How Megaman got his pistol back – Using Megaman as the main object of study, the author takes us on a journey of how box art was so radically different in Japan and North America in the 1980s and 1990s. They then bring us up to the present, highlighting changes in styles on both sides of the Pacific and how digital games and globalization have affected things. If the essay has one weakness, it’s a lack of images. It would have been awesome for BFB to allow for images in this section of the book so that readers don’t need to take to the internet to look for all the box art examples the author mentions.

The John Lennin Xperience – a short story that covered a few topics like game addiction and para-social relationships. The best part was when it showed that if you’re not addicted to a game, you may just have not yet found the one that’s addictive for you.

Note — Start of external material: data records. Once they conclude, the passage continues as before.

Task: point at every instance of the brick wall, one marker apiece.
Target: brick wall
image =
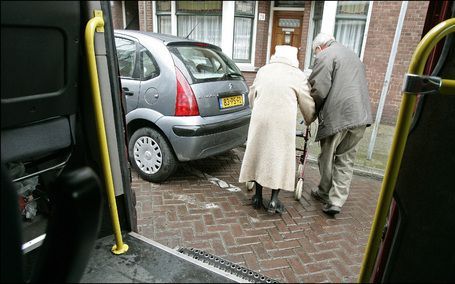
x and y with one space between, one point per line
117 15
381 32
149 16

The big metal stomach – According to the opening copyright page, this isn’t one of the fictional stories. So it’s an autobiographical tale from early in video game history when arcades were incredibly important to the culture. It was about finding a public space to show off how great you were at video games before Steam profiles and achievements. It also starts off incredibly crazily for a true story.

Three videogames that feel horribly like life – a look at 3 games that push the boundaries of what games can do and, perhaps, showcase their emotional levels – like books, movies, and TV shows do.

No quarters given – about life and death of arcades and reliving the past. I wonder what the current generation will search for when they remember their young gamer days.

The Glitch – A short story only tangentially related to games. Very interesting how the short stories in here all seem to be on the sad side.

Leave Luck to Heaven – Too chaotic for me to read. Uncharacteristically for me, I gave up halfway through.

The Fall of the House of Ghostly – An era of video games I was slightly too young for. Although I remember a family friend or cousin having a Teddy Ruxpin. It’s interesting to see this early FMV-style game that didn’t quite have the tech to pan out.

John Starks – a bizarre fiction story about NBA Jam and some real basketball players.

FUCK VIDEO GAMES – A screed against trying to jam all forms of expression into video games.